Archive for December, 2008
What a crock
In a recent conversation with a colleague on SSL and how it worked, it occurred to me that I really had no idea what extended verification certificates actually did, other than turn the address bar green and display the company name. What was the “extended verification” that made EV certs better than normal certs? In a normal SSL connection the client can do a reverse lookup based off of the cert to verify the host, but DNS poisoning would obviously render this worthless. Do EV Certs have some magic in their “extended verification” that addresses this shortcoming?
In a word, no. There is no technical advancement in the EV cert. There is no technology that makes the EV certificate a better option than a normal cert, that works around the weakness of the regular cert in verifying hosts. What the EV means is that the cert authority no longer does a half-assed job verifying that they are issuing a certificate for a particular company to that company. They do a bit more background checking so that they can attest that the company listed in the cert is really the same company requesting it. It is brilliant marketing, as you are paying double to three times the cost of a normal cert just to turn the address bar green and to get the CA to actually do some checking on who requests a cert.
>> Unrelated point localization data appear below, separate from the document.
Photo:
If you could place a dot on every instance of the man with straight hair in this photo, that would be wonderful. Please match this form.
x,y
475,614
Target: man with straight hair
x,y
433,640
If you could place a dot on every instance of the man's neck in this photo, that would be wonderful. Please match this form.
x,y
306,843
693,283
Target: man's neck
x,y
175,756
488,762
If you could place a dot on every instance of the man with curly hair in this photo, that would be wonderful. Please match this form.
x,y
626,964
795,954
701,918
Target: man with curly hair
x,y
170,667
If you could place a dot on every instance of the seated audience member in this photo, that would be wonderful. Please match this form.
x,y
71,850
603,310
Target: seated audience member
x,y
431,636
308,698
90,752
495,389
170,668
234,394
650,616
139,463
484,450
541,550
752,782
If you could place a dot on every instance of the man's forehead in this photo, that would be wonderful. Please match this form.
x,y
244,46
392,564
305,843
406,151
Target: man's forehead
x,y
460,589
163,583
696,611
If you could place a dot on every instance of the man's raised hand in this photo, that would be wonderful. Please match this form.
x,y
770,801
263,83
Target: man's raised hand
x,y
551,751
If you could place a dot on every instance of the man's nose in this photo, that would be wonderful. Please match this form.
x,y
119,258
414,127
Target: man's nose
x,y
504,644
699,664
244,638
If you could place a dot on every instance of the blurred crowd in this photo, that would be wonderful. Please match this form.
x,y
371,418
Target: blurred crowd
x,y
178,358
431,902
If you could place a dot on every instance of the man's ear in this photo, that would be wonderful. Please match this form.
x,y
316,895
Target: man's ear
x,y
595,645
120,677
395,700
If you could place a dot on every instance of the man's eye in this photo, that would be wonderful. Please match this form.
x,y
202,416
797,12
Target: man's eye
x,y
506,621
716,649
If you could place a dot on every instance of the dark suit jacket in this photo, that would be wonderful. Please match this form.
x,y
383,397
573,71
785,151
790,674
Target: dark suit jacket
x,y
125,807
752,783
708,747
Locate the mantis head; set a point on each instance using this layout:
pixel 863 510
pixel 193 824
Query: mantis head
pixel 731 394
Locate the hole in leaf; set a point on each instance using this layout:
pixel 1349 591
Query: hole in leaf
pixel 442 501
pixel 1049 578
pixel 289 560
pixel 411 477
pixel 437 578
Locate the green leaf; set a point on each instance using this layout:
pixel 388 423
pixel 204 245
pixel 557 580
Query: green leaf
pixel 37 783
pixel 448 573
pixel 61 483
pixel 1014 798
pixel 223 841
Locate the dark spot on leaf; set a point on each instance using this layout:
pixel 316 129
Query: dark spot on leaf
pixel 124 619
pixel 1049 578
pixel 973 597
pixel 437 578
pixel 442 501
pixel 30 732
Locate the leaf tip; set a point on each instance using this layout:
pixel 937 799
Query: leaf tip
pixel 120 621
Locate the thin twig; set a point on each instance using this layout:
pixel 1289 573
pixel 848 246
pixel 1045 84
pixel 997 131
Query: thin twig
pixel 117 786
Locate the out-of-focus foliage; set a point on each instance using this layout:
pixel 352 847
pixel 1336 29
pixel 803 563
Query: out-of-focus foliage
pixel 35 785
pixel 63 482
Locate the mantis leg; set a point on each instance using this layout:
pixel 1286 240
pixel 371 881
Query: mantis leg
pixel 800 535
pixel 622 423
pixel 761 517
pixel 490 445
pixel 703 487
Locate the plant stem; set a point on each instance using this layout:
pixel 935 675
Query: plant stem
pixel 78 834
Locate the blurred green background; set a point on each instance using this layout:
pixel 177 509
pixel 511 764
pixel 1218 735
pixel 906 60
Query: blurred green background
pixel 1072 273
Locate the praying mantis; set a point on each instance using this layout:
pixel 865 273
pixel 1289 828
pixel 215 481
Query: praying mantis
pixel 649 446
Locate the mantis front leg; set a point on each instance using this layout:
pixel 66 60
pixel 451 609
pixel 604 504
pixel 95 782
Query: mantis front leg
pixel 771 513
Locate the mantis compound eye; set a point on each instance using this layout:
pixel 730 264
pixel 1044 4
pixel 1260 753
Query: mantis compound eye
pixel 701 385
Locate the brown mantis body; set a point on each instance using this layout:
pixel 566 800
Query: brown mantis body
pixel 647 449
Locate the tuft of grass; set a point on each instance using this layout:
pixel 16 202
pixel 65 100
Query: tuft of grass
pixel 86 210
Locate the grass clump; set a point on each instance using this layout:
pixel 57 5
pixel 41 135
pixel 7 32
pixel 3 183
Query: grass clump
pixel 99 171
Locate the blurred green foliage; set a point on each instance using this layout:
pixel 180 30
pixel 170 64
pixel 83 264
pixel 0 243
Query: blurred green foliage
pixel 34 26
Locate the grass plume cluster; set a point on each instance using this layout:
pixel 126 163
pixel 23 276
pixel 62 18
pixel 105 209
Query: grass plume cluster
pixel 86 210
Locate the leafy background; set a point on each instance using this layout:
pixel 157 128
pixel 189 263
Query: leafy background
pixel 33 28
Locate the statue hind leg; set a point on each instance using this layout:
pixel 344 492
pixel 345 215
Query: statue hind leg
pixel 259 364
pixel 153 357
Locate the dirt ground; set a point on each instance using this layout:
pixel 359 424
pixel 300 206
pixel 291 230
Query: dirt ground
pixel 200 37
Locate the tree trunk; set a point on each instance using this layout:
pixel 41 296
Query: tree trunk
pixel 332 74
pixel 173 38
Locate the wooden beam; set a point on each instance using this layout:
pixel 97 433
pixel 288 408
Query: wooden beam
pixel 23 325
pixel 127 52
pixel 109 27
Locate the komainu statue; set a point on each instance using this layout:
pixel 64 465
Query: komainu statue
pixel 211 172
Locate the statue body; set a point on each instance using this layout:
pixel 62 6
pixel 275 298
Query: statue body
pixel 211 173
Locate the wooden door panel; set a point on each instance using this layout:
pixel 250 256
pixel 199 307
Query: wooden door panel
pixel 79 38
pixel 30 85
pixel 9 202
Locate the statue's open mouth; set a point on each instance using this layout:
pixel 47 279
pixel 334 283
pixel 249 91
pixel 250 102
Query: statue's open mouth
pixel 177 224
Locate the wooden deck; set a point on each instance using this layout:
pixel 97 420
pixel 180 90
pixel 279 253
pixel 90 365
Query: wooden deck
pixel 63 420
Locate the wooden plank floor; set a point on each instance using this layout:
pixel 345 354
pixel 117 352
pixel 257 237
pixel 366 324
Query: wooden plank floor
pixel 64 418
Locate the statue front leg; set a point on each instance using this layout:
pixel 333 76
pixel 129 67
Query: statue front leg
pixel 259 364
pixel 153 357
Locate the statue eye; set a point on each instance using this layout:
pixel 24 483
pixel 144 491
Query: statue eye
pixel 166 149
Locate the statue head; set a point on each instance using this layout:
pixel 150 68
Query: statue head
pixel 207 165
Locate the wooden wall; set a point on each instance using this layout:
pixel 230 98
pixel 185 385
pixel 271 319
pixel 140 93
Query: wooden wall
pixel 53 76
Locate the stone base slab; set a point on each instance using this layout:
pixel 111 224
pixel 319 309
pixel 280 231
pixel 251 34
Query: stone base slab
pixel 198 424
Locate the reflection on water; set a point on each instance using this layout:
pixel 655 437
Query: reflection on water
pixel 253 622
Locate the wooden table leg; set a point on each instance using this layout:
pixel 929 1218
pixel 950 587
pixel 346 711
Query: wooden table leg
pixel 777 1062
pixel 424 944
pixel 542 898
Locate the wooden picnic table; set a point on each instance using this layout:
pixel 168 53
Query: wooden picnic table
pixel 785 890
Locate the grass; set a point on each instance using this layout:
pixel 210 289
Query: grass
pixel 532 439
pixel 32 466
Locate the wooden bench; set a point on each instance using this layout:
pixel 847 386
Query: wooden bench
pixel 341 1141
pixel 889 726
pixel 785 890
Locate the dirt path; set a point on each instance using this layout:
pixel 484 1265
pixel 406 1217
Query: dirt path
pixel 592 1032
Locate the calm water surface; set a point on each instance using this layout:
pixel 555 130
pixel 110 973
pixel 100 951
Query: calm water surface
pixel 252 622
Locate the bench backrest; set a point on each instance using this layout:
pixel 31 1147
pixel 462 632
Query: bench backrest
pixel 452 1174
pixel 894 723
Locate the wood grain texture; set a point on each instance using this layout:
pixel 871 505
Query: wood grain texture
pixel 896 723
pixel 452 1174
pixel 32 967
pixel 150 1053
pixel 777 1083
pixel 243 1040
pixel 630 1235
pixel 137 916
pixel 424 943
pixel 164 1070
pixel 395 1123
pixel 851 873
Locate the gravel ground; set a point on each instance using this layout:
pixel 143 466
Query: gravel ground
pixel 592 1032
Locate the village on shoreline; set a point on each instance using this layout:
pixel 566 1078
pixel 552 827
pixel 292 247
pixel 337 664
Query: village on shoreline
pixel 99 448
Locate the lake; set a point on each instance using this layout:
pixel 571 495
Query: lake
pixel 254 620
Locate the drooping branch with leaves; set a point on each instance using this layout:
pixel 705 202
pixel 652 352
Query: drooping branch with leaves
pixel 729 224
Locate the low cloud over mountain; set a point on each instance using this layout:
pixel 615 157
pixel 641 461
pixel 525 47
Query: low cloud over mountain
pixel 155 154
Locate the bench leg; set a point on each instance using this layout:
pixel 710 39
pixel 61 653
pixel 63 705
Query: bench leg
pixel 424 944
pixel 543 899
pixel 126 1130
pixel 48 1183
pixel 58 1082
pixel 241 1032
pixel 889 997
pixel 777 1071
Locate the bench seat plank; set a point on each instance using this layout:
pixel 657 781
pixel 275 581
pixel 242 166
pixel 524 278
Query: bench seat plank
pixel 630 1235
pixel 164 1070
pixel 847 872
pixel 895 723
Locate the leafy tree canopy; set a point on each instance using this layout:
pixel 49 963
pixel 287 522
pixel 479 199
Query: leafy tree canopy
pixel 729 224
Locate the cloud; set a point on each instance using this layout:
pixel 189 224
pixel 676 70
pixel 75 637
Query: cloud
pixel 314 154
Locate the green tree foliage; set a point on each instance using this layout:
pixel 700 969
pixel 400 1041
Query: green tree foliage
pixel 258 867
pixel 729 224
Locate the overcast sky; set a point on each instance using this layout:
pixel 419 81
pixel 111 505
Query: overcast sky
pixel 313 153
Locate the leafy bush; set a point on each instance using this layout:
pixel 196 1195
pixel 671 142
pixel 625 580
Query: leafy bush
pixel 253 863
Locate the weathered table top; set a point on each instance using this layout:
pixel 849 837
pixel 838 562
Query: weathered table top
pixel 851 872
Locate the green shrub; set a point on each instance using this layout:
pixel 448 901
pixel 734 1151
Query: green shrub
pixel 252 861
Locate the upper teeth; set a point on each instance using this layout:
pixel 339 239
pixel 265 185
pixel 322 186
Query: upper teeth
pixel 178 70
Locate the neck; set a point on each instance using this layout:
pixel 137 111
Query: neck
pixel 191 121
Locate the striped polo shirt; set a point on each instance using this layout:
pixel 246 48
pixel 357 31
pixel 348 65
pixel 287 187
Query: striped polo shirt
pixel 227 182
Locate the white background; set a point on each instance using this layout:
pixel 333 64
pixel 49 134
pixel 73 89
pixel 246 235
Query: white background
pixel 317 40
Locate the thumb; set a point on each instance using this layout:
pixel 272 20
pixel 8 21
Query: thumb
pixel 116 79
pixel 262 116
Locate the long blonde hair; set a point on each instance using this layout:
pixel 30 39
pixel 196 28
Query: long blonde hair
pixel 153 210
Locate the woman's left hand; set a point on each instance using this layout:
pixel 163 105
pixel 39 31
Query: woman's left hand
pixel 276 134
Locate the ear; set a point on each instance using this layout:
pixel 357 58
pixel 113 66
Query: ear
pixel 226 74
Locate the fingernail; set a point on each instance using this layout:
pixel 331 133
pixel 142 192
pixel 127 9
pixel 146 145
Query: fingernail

The thing is, despite the fact that there is no technological benefit of this, and the fact that current cert prices should have already included verifying the requester, that stupid green address bar is probably worth the money just to increase customer confidence. But go ahead and be bitter about it, since that shade of green is going to cost you another grand for each certificate. Man is Verisign brilliantly evil in their product ideas, right up there with the guy who conned children into buying pet rocks.